Buencamino is a fellow of Action for Economic Reforms. This piece was published in the December 10 edition of the Business Mirror, page A6.

“Why should we blame lawmakers if their intention is to improve the lives of the people?” – Representative Antonio Cerilles

A year and a half ago, Representative Prospero Nograles, then a loyal lieutenant of Speaker Jose De Venecia, voiced unequivocal support for his principal’s call for a total moratorium on charter change.

“I totally agree that Charter change should be held in abeyance until the next president gets elected and the new set of government officials can decide on this issue. If ever, we just ought to hold a Constitutional Convention and elect delegates to draft and amend the Constitution,” he said.

Last February, two days after Malacañang substituted him for De Venecia, Nograles announced, “I am not a puppet of Malacañang or a lapdog of anyone. I will not lick the foot of anyone.”

And, to prove he was nobody’s fool, he added, “I am against pushing for the Cha-cha before 2010.”

Last March, at the groundbreaking ceremony for the new Batasan Annex, the newly installed Speaker reiterated his opposition to Cha-cha.

“There will be no Cha-cha under my watch. Charter change should take place after we elect our new leaders in 2010, ” he said.

Last May, he said, “Stomach first. We cannot debate on the form of government on an empty stomach.”

Recently, a Philippine Center for Investigative Journalism (PCIJ) report showed that Nograles’ colleagues ignored his anti-Chacha pronouncements:

“Since the 14th Congress opened In July last year, Charter change initiatives have come up to a total of 30 measures — seven bills, nine concurrent resolutions, two joint resolutions, and 12 House resolutions.”

(Ironically, only opposition lawmakers agreed with Nograles on his stand against Charter change. They filed a resolution to reject “any amendments and all moves to amend the 1987 Constitution before the 2010 elections including the proposed convening of Congress into a constituent assembly.”)

Congress, it seems, was never under Nograles’ watch. Nograles himself was not under Nograles’ watch.

Last August, he filed House Resolution 737, a resolution proposing amendments to sections 2 and 3, Article XII of the Constitution, the provisions covering national economy and patrimony.

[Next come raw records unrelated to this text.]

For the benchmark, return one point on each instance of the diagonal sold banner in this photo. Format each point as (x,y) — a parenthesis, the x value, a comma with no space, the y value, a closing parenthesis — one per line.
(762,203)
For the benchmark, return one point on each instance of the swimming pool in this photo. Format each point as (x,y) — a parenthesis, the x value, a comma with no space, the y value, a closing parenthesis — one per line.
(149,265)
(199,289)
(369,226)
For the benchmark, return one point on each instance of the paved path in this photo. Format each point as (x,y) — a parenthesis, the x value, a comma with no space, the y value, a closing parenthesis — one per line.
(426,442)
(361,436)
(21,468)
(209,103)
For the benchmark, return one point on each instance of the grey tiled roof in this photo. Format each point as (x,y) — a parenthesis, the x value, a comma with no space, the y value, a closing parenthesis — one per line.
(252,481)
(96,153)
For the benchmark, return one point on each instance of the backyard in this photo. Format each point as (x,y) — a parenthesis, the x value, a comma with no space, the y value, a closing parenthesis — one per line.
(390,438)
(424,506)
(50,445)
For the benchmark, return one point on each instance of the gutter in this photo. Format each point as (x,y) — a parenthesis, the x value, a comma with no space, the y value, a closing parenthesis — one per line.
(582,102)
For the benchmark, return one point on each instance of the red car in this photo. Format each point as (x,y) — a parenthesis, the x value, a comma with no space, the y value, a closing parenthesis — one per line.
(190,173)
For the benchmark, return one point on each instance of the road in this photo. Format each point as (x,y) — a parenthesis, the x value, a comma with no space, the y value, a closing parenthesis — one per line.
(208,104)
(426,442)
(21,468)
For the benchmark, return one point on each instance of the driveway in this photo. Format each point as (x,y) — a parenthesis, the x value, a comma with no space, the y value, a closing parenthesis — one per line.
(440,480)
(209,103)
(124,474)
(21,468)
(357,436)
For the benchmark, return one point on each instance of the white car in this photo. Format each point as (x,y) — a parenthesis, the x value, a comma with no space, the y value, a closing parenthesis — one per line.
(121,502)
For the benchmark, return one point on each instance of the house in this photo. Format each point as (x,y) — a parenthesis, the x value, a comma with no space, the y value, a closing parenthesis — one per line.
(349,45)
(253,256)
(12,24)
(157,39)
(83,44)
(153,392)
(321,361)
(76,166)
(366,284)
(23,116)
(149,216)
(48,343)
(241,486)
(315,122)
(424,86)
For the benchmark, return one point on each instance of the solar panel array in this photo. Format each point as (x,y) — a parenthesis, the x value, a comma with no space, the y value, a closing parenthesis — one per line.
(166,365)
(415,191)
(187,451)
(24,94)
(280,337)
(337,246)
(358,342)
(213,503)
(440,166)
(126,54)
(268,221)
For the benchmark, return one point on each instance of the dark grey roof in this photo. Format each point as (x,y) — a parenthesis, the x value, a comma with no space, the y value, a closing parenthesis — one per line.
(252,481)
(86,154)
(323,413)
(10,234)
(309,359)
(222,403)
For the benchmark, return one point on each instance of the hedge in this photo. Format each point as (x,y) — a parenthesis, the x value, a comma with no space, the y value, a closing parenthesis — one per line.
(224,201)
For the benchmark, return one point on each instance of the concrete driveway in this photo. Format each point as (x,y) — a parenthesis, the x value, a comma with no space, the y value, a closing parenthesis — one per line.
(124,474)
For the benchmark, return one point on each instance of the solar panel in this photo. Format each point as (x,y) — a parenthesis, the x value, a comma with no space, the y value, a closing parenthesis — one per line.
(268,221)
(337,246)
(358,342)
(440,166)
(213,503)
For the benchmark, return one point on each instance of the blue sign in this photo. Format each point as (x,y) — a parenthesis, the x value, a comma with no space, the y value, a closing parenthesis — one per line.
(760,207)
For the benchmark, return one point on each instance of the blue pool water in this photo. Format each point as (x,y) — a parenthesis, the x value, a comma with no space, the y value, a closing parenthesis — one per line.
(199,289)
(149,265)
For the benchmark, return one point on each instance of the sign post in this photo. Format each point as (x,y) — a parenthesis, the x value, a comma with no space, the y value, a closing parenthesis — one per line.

Nograles said his resolution is the correct response to the global economic crisis. Well, great leaders are never so blind or obstinate not to change course when the situation calls for it.

The leader of the Lower House saw that amending the economic provisions of the constitution could bring an “influx of foreign investment” at a time when the country desperately needs to create more jobs. Unfortunately, foreign businessmen didn’t see what the great leader saw.

This paper reported that “officials of the Joint Foreign Chambers (JFC), in a roundtable discussion with the Business Mirror, warned that an ill-timed tinkering of the Charter might lead to more problems rather than present solutions.”

“There are a lot of things the Philippine government can do now administratively and legislatively that would send a signal that indeed they really want to open up the economy, would welcome foreign investment and create the jobs that are needed. It can be done irrespective of whether you open the Constitution or not,” said the executive director of the American chamber.

What will Nograles do now, force the foreign chambers to put their money where his mouth is? Make them walk his talk?

Some foreign investors will welcome the amendment proposed by Nograles.  These are the locals who have been salting their ill-gotten wealth abroad and who, afraid of being caught in the global anti-money laundering net, are now looking for a safe haven for their loot.

If Nograles’ amendment is carried, the usual suspects will be able to set up dummy foreign corporations to “re-invest” their booty right here at home. Our favorite crooks, dressed up as foreigners and acting through nominees, will be able to “eat their cake and bake it too,” as one former Miss International used to say.
I hope those “foreign” locals are not the people whose lives Nograles intends to improve because I don’t want to see Congressman Cerilles joining the blame game.